I'll be doing something with the eyes too, in case anyone was wondering. Might do some green leds or some fake eyeballs. It won't just be the wig head showing through!


----------



## RoxyBlue (Oct 6, 2008)

Aww, I kind of liked that top hat - made him look very natty

I think you're getting there. You might see how he'd look with a longer piece of creepy cloth on the head so it's more hood-like, draping down over the shoulders. 

Just for fun, give some thought to seeing how the raccoon tail would look attached to the top of his staff, with perhaps some rough twine wrapped just below it.

I'm picturing you outside taking pictures of this goblin fashion show and wondering what the neighbors must be thinking


----------



## Dark Angel 27 (Sep 11, 2008)

Awesome look! I'm thinking that Roxy is right about giving him more creepy cloth for a hooded loook. I'd love to see how he'd look with a creepy staff and LED eyes!


----------



## jdubbya (Nov 6, 2005)

RoxyBlue said:


> Aww, I kind of liked that top hat - made him look very natty
> 
> I think you're getting there.
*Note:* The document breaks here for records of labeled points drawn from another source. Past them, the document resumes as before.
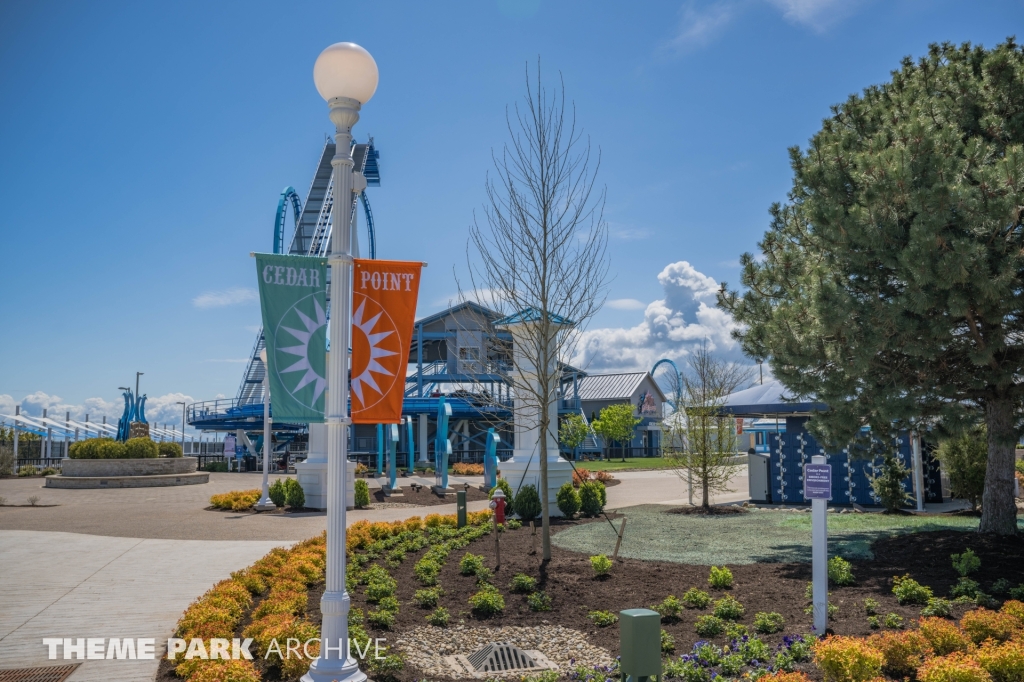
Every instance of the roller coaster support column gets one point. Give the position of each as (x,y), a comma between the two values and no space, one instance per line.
(265,503)
(346,77)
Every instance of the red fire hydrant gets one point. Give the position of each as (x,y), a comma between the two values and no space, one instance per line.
(498,504)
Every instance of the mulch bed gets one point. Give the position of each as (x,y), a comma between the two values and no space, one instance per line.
(427,498)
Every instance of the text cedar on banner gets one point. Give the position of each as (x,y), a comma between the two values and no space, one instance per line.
(293,299)
(384,311)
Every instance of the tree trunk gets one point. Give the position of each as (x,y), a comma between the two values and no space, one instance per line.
(998,509)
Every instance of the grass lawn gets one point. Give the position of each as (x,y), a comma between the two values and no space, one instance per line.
(630,463)
(738,539)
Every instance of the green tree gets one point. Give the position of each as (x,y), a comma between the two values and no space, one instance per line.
(890,284)
(616,423)
(572,431)
(964,459)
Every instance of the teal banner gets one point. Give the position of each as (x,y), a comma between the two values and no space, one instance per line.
(293,298)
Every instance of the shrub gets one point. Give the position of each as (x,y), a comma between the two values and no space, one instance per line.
(471,564)
(893,621)
(170,450)
(847,659)
(982,624)
(903,651)
(720,579)
(840,571)
(694,598)
(522,584)
(728,608)
(966,562)
(709,626)
(567,500)
(278,493)
(361,494)
(487,601)
(539,601)
(527,503)
(507,489)
(668,643)
(669,608)
(909,591)
(592,498)
(768,623)
(1004,662)
(236,500)
(944,637)
(603,619)
(294,497)
(965,460)
(140,449)
(428,598)
(601,565)
(938,606)
(954,668)
(438,617)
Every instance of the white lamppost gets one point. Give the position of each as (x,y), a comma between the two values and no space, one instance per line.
(265,503)
(346,77)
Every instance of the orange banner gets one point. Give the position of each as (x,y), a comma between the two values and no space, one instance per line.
(383,314)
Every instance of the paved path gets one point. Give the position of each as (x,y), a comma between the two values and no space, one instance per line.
(73,585)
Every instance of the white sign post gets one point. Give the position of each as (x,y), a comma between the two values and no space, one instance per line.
(817,488)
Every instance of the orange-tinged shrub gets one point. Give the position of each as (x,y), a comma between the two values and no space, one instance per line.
(944,636)
(1014,608)
(903,651)
(225,671)
(982,624)
(1004,662)
(847,659)
(954,668)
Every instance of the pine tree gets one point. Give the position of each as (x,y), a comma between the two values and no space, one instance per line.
(891,283)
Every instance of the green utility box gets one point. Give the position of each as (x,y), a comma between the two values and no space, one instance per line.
(640,643)
(460,508)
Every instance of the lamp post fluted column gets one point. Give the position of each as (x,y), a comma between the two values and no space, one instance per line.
(334,662)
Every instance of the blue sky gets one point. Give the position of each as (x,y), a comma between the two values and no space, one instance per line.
(143,146)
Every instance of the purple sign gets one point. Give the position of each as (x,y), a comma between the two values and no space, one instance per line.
(817,481)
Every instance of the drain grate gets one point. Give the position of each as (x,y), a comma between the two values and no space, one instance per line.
(49,674)
(500,657)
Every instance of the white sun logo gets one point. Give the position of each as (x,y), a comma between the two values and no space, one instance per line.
(365,378)
(302,351)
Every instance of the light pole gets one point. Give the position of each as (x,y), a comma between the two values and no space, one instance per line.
(346,77)
(265,503)
(182,403)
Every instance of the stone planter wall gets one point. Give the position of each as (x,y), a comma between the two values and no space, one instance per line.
(144,467)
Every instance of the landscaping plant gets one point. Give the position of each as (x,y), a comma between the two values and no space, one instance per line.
(567,500)
(601,565)
(361,494)
(720,579)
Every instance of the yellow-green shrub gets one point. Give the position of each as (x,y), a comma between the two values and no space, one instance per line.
(954,668)
(1004,662)
(903,651)
(847,659)
(943,636)
(983,624)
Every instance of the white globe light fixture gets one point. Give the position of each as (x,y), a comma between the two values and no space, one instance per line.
(346,77)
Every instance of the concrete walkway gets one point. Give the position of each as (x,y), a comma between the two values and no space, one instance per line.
(76,586)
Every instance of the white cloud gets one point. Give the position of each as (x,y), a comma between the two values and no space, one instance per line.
(217,299)
(626,304)
(672,327)
(700,26)
(159,410)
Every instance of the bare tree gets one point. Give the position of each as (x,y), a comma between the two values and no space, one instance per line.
(543,251)
(701,439)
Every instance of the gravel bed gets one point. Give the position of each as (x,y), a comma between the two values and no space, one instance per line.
(426,647)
You might see how he'd look with a longer piece of creepy cloth on the head so it's more hood-like, draping down over the shoulders.
> 
> ...


Yes, definitely longer on the head piece. It's a scrap I had out so put it there just to see how it looked. I'm replacing the staff with a natural branch. I'll have some feathers, bones, etc.. hanging from it. I can certainly wrap some twine around it and I have another tail I can use too. Got some faux fur to cuff the boots and might do something else with it as well. He's coming along a bit and I'm more content with the look now.



Dark Angel 27 said:


> Awesome look! I'm thinking that Roxy is right about giving him more creepy cloth for a hooded loook. I'd love to see how he'd look with a creepy staff and LED eyes!


Hoping to finish him next week sometime. Think I'll hold off on more pics until he's ready for his "reveal."


----------



## jdubbya (Nov 6, 2005)

*A bit more progress*

Been adding some things to his outfit. Using a longer piece of creepy cloth for the head cover and liking the look. Got some faux fur and trimmed his boots. also swapped out the finished dowel staff for a natural branch one. Picked up a plastic chain/lock for 5 bucks and the icing on the cake was the deer skull I got at a local antique shop! Still have some fur/feathers and a couple other small details, but he's looking like I envisioned at the beginning. I may have him holding up a small lantern in his other hand. I'm not going overboard on the details as they'll be lost on Halloween night, but I think he'll make a fine minion for the witches coven


----------



## RoxyBlue (Oct 6, 2008)

I think you missed your calling as a fashion designer, JD


----------



## jdubbya (Nov 6, 2005)

RoxyBlue said:


> I think you missed your calling as a fashion designer, JD


At least for short, ugly dwarves. I'll take this as a backhanded compliment!


----------



## scream1973 (Dec 23, 2007)

Definately will make a good minion..

Rusty up the chain a lil , then the obvious tattering / grunge dirt.. Eyeballs with LEDs would definately finish the look .. especially something like a vertical eye slit


----------



## jdubbya (Nov 6, 2005)

scream1973 said:


> Definately will make a good minion..
> 
> Rusty up the chain a lil , then the obvious tattering / grunge dirt.. Eyeballs with LEDs would definately finish the look .. especially something like a vertical eye slit


Yup! Still more to do. I like the vertical eye slit idea. Going to pick up one of those cheap light weight led lanterns from big lots and see how he looks holding that in his other hand. He's getting there.:jol:


----------



## Dark Angel 27 (Sep 11, 2008)

that looks awesome!


----------